Entre adolescentes de 10 a 19 anos, o índice também chama atenção. A taxa de obesidade nessa faixa etária triplicou entre 2000 e 2022, saltando de 5% para 15%. As projeções indicam que, se o ritmo continuar, o Brasil pode se tornar o quinto país com mais crianças obesas até 2030.
O tema foi debatido no programa Com Você, da TH+ SBT Tambaú, com a participação da endocrinologista pediátrica Dra. Natália Montecino, que destacou que a obesidade infantil vai muito além da estética e está diretamente ligada ao risco de doenças crônicas ao longo da vida.
Genética influencia, mas ambiente é decisivo
Segundo a especialista, a obesidade infantil é uma condição multifatorial. Embora exista um componente genético — filhos de pais obesos têm maior risco —, mais de 90% dos casos estão relacionados a fatores ambientais.

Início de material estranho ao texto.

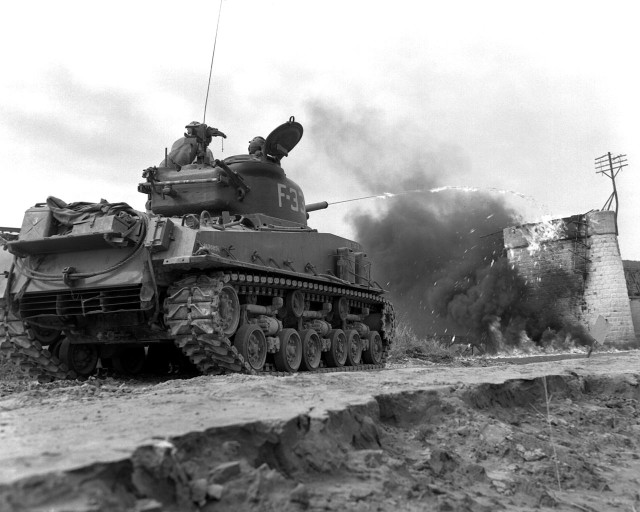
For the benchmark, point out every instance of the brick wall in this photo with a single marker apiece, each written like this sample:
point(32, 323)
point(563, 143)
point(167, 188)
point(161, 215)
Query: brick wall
point(632, 274)
point(574, 265)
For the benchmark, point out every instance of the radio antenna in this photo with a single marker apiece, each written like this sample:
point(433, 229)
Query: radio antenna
point(213, 54)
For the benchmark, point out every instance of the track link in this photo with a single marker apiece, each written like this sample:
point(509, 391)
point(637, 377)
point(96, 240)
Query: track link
point(191, 314)
point(28, 354)
point(193, 319)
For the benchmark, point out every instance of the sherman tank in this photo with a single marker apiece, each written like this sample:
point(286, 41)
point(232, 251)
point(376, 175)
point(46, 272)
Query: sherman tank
point(221, 270)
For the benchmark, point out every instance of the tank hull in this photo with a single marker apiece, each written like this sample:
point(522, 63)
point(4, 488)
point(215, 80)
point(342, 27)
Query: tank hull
point(180, 284)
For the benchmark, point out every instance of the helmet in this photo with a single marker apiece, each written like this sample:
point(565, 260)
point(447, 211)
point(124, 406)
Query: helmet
point(256, 144)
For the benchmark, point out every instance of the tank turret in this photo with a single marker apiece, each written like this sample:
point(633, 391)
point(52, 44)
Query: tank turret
point(254, 183)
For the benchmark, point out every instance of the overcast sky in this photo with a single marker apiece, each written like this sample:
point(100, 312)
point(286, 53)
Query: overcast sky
point(500, 95)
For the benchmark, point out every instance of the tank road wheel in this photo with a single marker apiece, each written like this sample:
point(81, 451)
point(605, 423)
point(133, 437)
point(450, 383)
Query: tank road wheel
point(336, 356)
point(374, 354)
point(354, 354)
point(82, 358)
point(129, 360)
point(289, 356)
point(229, 310)
point(252, 345)
point(311, 350)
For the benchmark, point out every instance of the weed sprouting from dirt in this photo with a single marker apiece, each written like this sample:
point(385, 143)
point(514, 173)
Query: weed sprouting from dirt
point(547, 399)
point(409, 345)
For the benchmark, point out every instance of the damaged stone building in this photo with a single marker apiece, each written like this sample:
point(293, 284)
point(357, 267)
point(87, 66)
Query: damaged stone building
point(574, 264)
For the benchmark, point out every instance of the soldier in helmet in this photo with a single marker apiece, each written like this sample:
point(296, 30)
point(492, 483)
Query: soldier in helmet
point(256, 147)
point(185, 150)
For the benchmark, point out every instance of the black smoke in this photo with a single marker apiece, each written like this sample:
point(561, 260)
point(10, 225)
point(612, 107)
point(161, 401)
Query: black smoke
point(440, 254)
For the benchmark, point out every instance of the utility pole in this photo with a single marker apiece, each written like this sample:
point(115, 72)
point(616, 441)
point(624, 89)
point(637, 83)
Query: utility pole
point(610, 166)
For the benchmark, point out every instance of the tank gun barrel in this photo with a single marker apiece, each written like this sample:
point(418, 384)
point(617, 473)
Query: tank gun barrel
point(316, 206)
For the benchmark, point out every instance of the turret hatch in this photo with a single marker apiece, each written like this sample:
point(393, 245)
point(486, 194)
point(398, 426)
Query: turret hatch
point(283, 139)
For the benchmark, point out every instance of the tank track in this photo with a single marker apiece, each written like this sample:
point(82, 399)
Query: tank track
point(27, 353)
point(193, 319)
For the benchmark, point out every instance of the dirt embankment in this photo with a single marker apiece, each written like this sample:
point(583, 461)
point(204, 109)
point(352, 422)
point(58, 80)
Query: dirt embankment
point(561, 435)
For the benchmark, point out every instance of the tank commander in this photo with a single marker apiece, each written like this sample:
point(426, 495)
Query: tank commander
point(256, 147)
point(184, 151)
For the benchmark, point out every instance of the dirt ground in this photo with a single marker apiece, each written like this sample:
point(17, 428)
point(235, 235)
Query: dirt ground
point(561, 435)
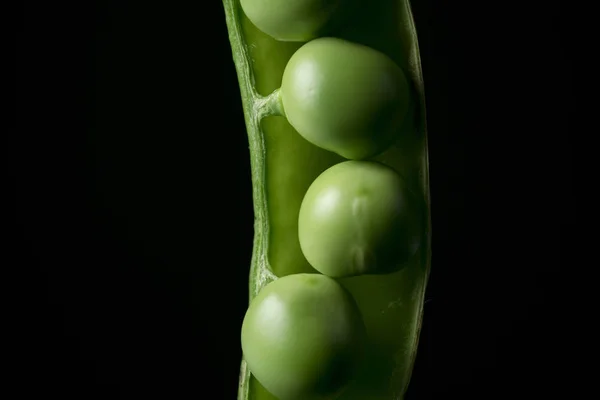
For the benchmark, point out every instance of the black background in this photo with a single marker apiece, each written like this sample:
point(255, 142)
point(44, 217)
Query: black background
point(131, 201)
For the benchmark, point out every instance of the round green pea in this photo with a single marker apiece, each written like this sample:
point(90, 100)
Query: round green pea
point(358, 217)
point(295, 20)
point(303, 337)
point(345, 97)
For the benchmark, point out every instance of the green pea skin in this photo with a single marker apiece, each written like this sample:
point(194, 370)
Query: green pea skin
point(344, 97)
point(303, 337)
point(359, 218)
point(295, 20)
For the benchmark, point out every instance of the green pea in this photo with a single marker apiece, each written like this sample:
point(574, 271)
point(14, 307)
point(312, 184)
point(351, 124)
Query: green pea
point(295, 20)
point(284, 165)
point(357, 218)
point(344, 97)
point(303, 337)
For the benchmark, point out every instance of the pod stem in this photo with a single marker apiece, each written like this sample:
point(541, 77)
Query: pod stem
point(270, 105)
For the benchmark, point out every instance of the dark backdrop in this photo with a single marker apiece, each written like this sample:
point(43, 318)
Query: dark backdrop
point(130, 215)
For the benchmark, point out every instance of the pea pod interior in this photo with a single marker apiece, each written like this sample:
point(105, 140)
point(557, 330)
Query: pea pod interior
point(284, 165)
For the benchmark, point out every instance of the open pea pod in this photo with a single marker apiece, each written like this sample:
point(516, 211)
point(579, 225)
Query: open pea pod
point(284, 165)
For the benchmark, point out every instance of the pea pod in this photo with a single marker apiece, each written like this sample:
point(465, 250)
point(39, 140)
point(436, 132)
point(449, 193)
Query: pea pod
point(284, 164)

“Alimentação rica em ultraprocessados, sedentarismo e excesso de tempo em telas são hoje os principais gatilhos”, explicou. Ela ressaltou que hábitos como consumir fast food com frequência, reduzir o consumo de alimentos naturais e a diminuição das brincadeiras ativas contribuem diretamente para o ganho de peso.

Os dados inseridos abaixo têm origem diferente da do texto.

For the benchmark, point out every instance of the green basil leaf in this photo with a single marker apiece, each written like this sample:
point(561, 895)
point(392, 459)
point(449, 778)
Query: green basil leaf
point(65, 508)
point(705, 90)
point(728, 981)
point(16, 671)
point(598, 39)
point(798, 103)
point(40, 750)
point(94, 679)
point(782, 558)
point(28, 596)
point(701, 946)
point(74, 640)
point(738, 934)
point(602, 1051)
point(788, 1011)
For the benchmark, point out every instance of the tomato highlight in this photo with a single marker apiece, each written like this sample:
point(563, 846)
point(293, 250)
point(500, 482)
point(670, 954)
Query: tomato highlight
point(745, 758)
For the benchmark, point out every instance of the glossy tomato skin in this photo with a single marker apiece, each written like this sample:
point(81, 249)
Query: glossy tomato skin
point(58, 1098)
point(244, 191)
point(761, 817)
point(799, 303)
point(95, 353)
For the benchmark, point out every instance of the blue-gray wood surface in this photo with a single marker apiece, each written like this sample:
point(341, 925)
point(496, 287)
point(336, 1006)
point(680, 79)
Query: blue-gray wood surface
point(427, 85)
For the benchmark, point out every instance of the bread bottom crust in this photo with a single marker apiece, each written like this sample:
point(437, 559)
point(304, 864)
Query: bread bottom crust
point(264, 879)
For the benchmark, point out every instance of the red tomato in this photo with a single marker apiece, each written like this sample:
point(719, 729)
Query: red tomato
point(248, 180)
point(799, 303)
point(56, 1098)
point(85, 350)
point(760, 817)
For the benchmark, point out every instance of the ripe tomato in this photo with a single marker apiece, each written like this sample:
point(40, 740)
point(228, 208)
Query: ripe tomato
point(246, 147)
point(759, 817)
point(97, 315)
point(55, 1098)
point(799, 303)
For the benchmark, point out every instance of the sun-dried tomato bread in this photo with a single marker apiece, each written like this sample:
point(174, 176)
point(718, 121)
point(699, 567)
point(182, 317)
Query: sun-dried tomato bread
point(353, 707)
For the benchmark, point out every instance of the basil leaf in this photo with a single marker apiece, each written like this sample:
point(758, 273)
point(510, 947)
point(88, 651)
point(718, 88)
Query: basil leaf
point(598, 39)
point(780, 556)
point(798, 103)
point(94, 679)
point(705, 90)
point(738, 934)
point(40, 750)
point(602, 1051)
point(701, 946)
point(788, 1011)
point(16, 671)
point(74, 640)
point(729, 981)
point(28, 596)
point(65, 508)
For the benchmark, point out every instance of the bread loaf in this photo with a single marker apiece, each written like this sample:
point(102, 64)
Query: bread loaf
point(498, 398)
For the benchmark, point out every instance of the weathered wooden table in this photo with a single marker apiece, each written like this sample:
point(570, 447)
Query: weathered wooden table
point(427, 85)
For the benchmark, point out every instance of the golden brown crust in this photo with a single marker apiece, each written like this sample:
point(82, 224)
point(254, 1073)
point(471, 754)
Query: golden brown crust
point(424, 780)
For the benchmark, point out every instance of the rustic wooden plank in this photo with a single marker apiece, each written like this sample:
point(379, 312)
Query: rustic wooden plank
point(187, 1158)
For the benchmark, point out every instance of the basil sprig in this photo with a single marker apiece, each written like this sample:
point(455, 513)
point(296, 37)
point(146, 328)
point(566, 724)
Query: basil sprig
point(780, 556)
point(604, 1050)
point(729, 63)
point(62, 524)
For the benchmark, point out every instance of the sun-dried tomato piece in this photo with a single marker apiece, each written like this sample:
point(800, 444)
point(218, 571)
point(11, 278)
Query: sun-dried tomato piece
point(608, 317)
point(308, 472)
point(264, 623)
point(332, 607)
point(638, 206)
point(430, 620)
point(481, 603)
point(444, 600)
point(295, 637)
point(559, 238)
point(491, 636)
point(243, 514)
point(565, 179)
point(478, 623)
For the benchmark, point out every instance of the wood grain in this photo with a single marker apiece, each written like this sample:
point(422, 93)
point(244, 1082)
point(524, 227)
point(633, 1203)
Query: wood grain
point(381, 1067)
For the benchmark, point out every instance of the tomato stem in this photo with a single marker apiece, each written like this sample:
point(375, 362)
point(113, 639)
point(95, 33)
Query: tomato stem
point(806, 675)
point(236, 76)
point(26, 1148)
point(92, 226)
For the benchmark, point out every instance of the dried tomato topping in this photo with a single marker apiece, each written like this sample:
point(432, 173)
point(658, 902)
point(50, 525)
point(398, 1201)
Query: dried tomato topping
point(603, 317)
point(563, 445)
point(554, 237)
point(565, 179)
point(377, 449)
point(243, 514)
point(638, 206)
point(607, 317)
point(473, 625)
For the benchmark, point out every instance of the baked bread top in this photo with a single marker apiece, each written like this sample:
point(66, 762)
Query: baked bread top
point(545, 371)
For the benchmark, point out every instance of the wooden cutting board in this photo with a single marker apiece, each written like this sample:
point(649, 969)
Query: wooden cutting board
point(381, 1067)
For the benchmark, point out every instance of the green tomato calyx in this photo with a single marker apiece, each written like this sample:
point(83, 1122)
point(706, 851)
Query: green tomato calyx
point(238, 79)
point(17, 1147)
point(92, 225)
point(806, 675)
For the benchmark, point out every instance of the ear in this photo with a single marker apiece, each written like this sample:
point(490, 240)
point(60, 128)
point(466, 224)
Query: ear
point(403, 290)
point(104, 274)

Excesso não é exceção, é rotina
A médica reforçou que o problema não está em consumir doces ou alimentos mais calóricos ocasionalmente, mas em transformá-los em parte da rotina diária. “Fast food, chocolates e salgadinhos devem ser exceção, não regra”, alertou.
Outro ponto crítico é o ambiente familiar. Crianças tendem a repetir os hábitos que veem em casa. “Se não há frutas, legumes e refeições equilibradas na mesa, a aceitação desses alimentos se torna ainda mais difícil”, destacou.

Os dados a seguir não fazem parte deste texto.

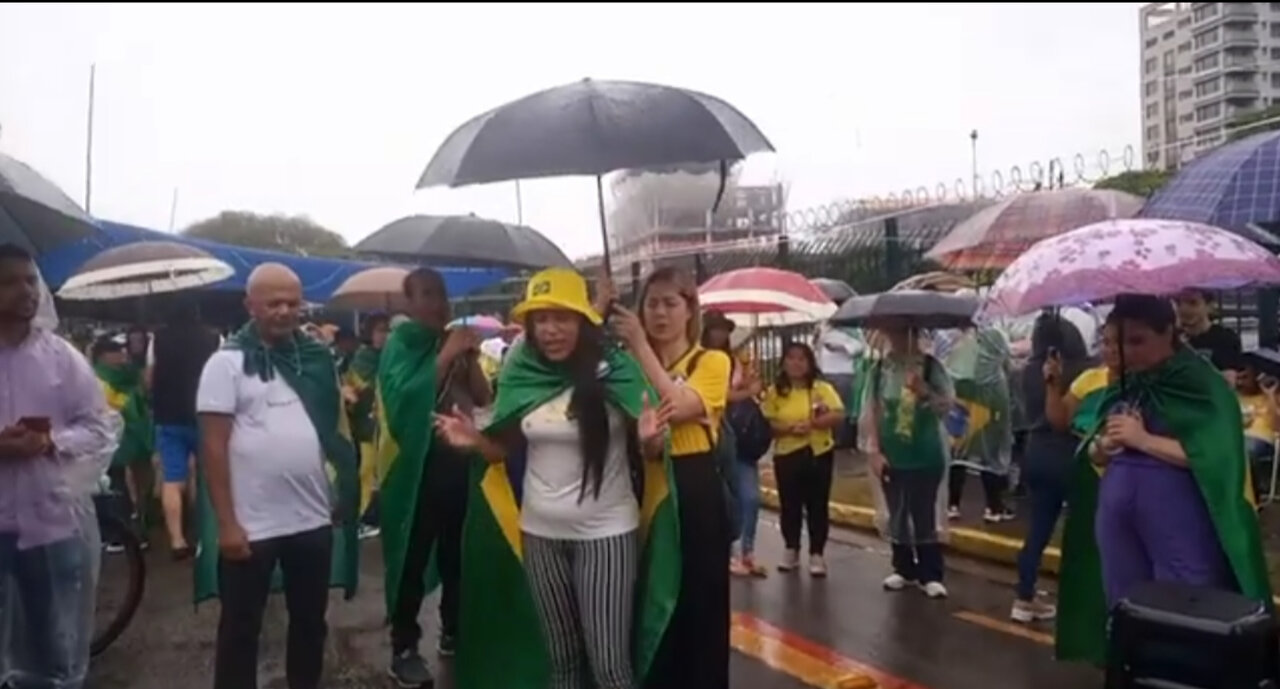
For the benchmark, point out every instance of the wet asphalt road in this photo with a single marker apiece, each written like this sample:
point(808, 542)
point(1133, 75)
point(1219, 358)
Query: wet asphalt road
point(904, 640)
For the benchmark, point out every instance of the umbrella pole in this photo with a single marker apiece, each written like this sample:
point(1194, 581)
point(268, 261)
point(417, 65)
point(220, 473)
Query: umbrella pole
point(604, 231)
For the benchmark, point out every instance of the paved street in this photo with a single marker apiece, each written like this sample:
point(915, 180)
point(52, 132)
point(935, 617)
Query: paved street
point(791, 632)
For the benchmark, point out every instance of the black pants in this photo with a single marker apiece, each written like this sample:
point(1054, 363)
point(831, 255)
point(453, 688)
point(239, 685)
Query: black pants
point(442, 506)
point(694, 652)
point(912, 497)
point(245, 585)
point(804, 493)
point(993, 487)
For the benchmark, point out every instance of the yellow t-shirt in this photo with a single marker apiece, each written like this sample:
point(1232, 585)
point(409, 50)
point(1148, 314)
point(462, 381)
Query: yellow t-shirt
point(709, 379)
point(1260, 409)
point(796, 406)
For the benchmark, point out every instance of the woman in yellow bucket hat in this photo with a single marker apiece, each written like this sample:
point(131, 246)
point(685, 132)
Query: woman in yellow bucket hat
point(556, 580)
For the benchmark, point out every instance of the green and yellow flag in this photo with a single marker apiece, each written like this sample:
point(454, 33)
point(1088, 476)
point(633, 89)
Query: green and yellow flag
point(1193, 400)
point(502, 643)
point(309, 369)
point(406, 402)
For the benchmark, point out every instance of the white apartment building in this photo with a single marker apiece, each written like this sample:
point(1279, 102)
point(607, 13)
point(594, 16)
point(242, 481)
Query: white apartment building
point(1203, 64)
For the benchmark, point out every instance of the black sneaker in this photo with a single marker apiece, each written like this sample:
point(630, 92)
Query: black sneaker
point(410, 670)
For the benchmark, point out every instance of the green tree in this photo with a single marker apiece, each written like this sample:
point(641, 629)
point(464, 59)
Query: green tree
point(1248, 124)
point(1137, 182)
point(291, 233)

Quando o sobrepeso deixa de ser ‘fase’
Um dos mitos mais comuns, segundo a endocrinologista, é a ideia de que a criança “vai esticar e emagrecer” na adolescência. “Isso não é verdade. Durante o estirão puberal, o adolescente ganha cerca de 40% do peso do adulto, o que pode agravar ainda mais a obesidade”, explicou.
Para Dra. Natália, todo sobrepeso já é um sinal de alerta e deve ser acompanhado desde cedo, evitando a progressão para obesidade.
Importância do acompanhamento profissional
O diagnóstico da obesidade infantil é feito com base em curvas de crescimento, que avaliam peso e altura de acordo com a idade. Quando há alteração, o ideal é iniciar um tratamento multiprofissional, envolvendo pediatra, endocrinologista, nutricionista e, em alguns casos, psicólogo.
“A ansiedade e a compulsão alimentar aumentaram muito após a pandemia. Se não tratarmos o emocional, dificilmente conseguiremos resultados duradouros”, afirmou.
A médica também destacou que dietas restritivas não são recomendadas para crianças. O foco deve ser uma alimentação equilibrada, sem proibições extremas, evitando gerar culpa ou traumas emocionais.
Prevenção começa em casa
Segundo a especialista, pequenas mudanças fazem grande diferença: reduzir a compra de ultraprocessados, estimular atividades físicas, limitar o tempo de tela e envolver a criança no processo de cuidado com a própria saúde.
“A criança não vai ao supermercado sozinha. O controle começa com os adultos”, reforçou.
O alerta é claro: a obesidade infantil não deve ser negligenciada. Quanto mais cedo o cuidado começa, maiores são as chances de evitar complicações futuras como diabetes, hipertensão e problemas cardiovasculares.
A endocrinologista Dra. Natália Montecino destacou que informações e orientação profissional são fundamentais para enfrentar o avanço da obesidade entre crianças e adolescentes, reforçando a importância de ações preventivas desde a infância.